The inauguration marks AKROS Energy’s transition from technology development into market entry, addressing what the company sees as a central barrier to the international hydrogen economy: the safe, scalable long-distance transport and storage of hydrogen.

Representatives of AKROS Energy, Evonik, Siemens, and the FormaPort consortium join officials to open the pilot plant in Laage, Germany, in May 2026.

“We are showing that our technology works at industrial scale,” assessed Johannes Emigholz, CEO of AKROS Energy. “Salt as a hydrogen carrier offers a safe, low-cost, and infrastructure-light pathway to bring hydrogen from regions where it can be produced abundantly to the industrial markets that need it.”

The pilot plant was realized with significant contributions from industry partners Evonik and Siemens, long-term partners for the technology scale-up. It is also the centerpiece of FormaPort, a publicly co-funded R&D collaboration backed by the State of Mecklenburg-Vorpommern and co-financed by the European Union, with partners AKROS Energy (lead), LIKAT, TAB, and Hochschule Wismar.

Everything is Bigger in Texas

European energy company Repsol is adhering to an old American motto with its latest project to achieve commercial operations: everything is bigger in Texas.

Repsol’s 825 MW Pinnington solar project, now electrified, is the largest single renewable project ever to reach Commercial Operation (COD) in the Electric Reliability Council of Texas (ERCOT). It includes 1.5 million solar panels and will generate enough energy annually to avoid approximately 1 million tons of CO₂ emissions.

According to its developers, Pinnington reached commercial operation 2.5 times faster than other comparable megaprojects.
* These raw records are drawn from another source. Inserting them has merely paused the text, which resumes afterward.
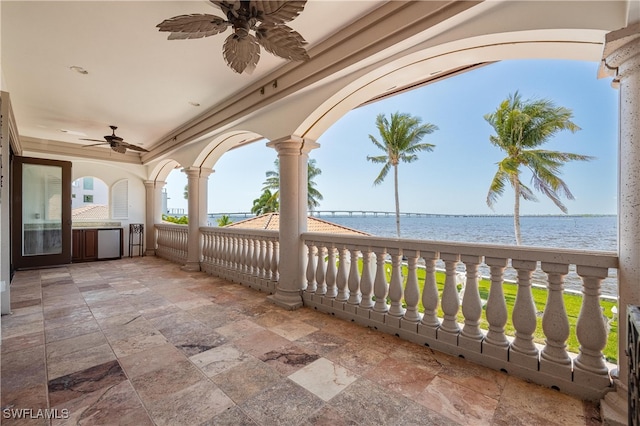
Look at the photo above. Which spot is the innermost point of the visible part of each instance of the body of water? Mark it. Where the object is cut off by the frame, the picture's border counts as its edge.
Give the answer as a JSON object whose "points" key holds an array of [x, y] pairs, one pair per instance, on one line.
{"points": [[568, 232]]}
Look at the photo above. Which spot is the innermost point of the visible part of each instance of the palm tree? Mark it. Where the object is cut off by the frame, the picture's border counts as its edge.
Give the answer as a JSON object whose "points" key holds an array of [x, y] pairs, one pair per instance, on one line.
{"points": [[224, 220], [400, 142], [521, 127], [267, 203], [313, 195]]}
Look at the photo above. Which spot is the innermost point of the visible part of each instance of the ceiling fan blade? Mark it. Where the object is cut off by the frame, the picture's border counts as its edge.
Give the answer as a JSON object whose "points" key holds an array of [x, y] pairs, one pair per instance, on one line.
{"points": [[132, 147], [96, 144], [278, 12], [282, 41], [193, 26], [119, 148], [241, 53]]}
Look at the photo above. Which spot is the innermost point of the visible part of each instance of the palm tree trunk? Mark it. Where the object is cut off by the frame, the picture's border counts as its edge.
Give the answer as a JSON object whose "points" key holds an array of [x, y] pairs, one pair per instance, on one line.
{"points": [[395, 180], [516, 212]]}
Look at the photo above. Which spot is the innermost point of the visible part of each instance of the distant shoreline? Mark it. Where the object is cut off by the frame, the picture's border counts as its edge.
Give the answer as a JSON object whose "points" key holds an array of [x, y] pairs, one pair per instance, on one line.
{"points": [[367, 213]]}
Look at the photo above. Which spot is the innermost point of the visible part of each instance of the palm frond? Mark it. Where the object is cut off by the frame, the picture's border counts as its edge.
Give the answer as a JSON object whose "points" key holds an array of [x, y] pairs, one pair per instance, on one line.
{"points": [[383, 174], [379, 159], [496, 189]]}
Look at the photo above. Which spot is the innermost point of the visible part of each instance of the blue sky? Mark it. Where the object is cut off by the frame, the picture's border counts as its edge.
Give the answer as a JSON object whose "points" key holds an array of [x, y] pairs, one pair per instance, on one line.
{"points": [[455, 177]]}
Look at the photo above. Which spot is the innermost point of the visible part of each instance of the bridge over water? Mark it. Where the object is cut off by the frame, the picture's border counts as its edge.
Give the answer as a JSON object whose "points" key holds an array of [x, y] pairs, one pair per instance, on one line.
{"points": [[331, 213]]}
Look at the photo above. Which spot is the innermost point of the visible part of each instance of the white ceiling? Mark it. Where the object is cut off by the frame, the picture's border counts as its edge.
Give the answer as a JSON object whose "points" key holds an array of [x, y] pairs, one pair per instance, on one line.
{"points": [[145, 84], [137, 79]]}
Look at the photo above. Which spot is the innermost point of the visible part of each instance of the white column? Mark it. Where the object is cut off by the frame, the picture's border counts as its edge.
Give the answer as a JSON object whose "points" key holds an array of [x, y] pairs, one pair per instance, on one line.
{"points": [[293, 154], [621, 59], [153, 213], [5, 204], [197, 180]]}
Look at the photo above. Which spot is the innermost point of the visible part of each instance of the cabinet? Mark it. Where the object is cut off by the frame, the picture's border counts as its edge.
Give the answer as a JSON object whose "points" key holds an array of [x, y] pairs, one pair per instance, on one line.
{"points": [[94, 244], [84, 245]]}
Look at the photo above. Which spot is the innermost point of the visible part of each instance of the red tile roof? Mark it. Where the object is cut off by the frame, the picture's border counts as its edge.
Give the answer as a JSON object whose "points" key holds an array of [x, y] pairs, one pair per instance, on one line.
{"points": [[271, 221]]}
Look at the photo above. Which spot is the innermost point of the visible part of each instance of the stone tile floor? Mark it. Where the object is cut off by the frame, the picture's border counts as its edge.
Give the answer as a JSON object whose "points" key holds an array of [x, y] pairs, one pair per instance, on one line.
{"points": [[138, 341]]}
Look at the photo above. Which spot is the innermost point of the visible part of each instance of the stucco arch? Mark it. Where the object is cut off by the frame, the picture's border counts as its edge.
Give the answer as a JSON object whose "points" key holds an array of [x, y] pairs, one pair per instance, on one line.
{"points": [[213, 150], [434, 62], [161, 170]]}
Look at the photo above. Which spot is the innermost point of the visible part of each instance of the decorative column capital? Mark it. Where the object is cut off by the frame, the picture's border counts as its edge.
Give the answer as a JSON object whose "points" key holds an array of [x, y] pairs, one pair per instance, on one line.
{"points": [[154, 184], [621, 54], [293, 145], [197, 172]]}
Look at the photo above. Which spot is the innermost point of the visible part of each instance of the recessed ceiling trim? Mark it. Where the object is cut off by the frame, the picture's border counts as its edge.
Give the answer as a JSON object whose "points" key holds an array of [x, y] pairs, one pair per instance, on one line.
{"points": [[329, 57]]}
Developed by Repsol and engineered and built by Black & Veatch and its construction subsidiary, Overland Contracting Inc. (OCI), the project was completed at an accelerated pace, supporting approximately 700 local construction jobs.

“Completing the Pinnington solar project on an accelerated timeline — while managing its scale, complexity, and demanding execution environment — is a testament to the strength of our collaboration with Repsol and the dedication of everyone involved,” said Narsingh Chaudhary, president of Black & Veatch’s Fuels & Natural Resources sector. “Most importantly, the project was delivered with a relentless focus on safety, with every hour worked reflecting our shared commitment to caring for our people and the surrounding community.”

“Pinnington sets a new benchmark for renewable energy delivery in the U.S., combining unprecedented scale with exceptional pace. Achieving commercial operations reflects strong execution, a deep safety culture, and the commitment of the teams and partners behind this project,” added Federico Toro, CEO of Repsol Renewables North America.

Repsol entered the American market in 2021, and its total renewable capacity in the U.S. now exceeds 2 GW. In Texas, Repsol’s renewable energy portfolio includes the operational Frye (632 MW), Outpost (629 MW), and Pinnington (825 MW) projects, as well as Pecan Prairie (595 MW), which is under construction.